A proposta da UP de chegar ao socialismo sem luta armada foi interrompida pela organização de grupos fascistas violentos, armados e financiados pelos dólares norte-americanos. Enquanto isso, mais uma vez, as urnas deram a vitória às forças populares em novembro de 1972, reforçando suas posições no Congresso.
Porém, a partir de 1973, as Forças Armadas passaram a deixar claro seu papel golpista, a fim de derrubarem o governo pelas armas, já que não conseguiam pelo voto. Vários atentados terroristas e de sabotagem se somaram ao bloqueio econômico norte-americano e às paralisações do sistema de transportes.
A crise se aprofunda com a divisão interna das forças da UP. A esquerda radical pretendia a tomada do poder político através das armas para acelerar o processo de chegada ao socialismo. Mas o governo Allende não aceitava a hipótese de ruptura institucional: “Companheiros trabalhadores: temos que nos organizar. Criar e criar o Poder Popular, porém não antagônico nem independente do governo, que é a força fundamental e a alavanca que têm os trabalhadores para avançar no processo revolucionário.” (Salvador Allende, informe ao povo sobre um frustrado golpe de militares em junho de 1973, em Chile: História de una Ilusión). Ainda sobre a divisão interna das forças da Unidade Popular, Allende fala aos dirigentes dos partidos de esquerda, em julho de 1972: “Cada partido deve se preocupar em elevar o nível ideológico de seus militantes, de sua disciplina, e impulsionar a estratégia comum da Unidade Popular, base do governo dos trabalhadores. Há apenas um só governo, este a que eu presido, e que não somente é o único legitimamente constituído, mas, por sua definição, e conteúdo de classe, um governo que serve aos legítimos interesses dos trabalhadores. E com a mais profunda consciência revolucionária, eu não permitirei que nada nem ninguém atente à plenitude do governo legítimo do país.”

Entretanto, a via pacífica, institucional, se esgotou. A fragilidade da UP se revela no fato de que, embora o Poder Executivo estivesse em suas mãos, nucleadas em Allende, o Legislativo e o Judiciário não estavam. E o movimento popular, democrático e pacífico pagou um preço alto ao acreditar na tradição de que os quartéis são apolíticos e fiéis ao seu papel institucional de defesa da Constituição e da legalidade: “enquanto a classe operária ganhava votos, o sistema ganhava fuzis”, nos dizeres de Altamirando, em obra citada.

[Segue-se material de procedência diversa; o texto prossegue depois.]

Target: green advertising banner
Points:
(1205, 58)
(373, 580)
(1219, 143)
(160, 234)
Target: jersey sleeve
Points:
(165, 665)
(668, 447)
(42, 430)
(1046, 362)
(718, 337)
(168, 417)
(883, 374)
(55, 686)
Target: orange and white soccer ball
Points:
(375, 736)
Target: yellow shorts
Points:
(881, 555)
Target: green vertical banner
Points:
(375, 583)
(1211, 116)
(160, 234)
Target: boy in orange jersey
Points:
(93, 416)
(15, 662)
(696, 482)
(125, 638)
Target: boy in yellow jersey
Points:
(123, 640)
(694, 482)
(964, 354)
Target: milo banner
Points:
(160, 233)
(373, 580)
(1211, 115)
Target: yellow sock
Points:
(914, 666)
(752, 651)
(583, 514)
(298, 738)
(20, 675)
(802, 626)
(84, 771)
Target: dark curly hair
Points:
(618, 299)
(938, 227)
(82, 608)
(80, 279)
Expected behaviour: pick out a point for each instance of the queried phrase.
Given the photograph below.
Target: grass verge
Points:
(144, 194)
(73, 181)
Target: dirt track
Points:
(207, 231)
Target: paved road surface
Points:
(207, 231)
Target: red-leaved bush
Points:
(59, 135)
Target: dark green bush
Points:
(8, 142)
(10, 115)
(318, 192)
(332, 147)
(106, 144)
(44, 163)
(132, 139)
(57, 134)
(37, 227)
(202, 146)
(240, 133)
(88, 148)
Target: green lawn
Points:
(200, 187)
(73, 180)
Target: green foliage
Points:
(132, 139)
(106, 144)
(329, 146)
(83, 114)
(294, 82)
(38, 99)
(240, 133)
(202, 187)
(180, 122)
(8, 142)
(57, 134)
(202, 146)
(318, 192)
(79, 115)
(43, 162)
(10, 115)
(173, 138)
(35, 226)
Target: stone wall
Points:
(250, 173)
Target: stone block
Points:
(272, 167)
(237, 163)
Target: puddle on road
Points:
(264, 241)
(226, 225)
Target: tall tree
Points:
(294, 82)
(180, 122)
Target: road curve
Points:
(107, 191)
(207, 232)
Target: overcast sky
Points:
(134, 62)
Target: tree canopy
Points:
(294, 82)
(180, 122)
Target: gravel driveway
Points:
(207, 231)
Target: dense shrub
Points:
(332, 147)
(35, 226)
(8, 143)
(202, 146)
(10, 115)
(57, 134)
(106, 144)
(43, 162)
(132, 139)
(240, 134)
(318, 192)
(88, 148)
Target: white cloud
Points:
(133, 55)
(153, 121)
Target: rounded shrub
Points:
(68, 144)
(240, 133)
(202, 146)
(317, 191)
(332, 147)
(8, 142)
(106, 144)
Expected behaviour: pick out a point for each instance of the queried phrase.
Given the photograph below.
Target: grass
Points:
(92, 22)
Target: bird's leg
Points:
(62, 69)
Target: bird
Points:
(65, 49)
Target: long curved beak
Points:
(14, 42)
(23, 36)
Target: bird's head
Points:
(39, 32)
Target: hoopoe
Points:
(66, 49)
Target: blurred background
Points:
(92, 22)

11 DE SETEMBRO DE 1973: CONSUMADA A TRAGÉDIA
Na madrugada de 11 de setembro de 1973, partindo de Valparaíso, uma ação conjunta das três forças armadas iniciou o cerco a Santiago, especialmente ao Palácio de La Moneda. O Presidente Allende defendeu seu governo, desta vez, e pela primeira vez, de armas na mão. Morreu durante o combate. Em sua última mensagem ao povo, declarou: “Os generais traidores não sabem o que é um homem honrado. Assim se escreve a primeira página desta história. Meu povo e a América escreverão o resto!”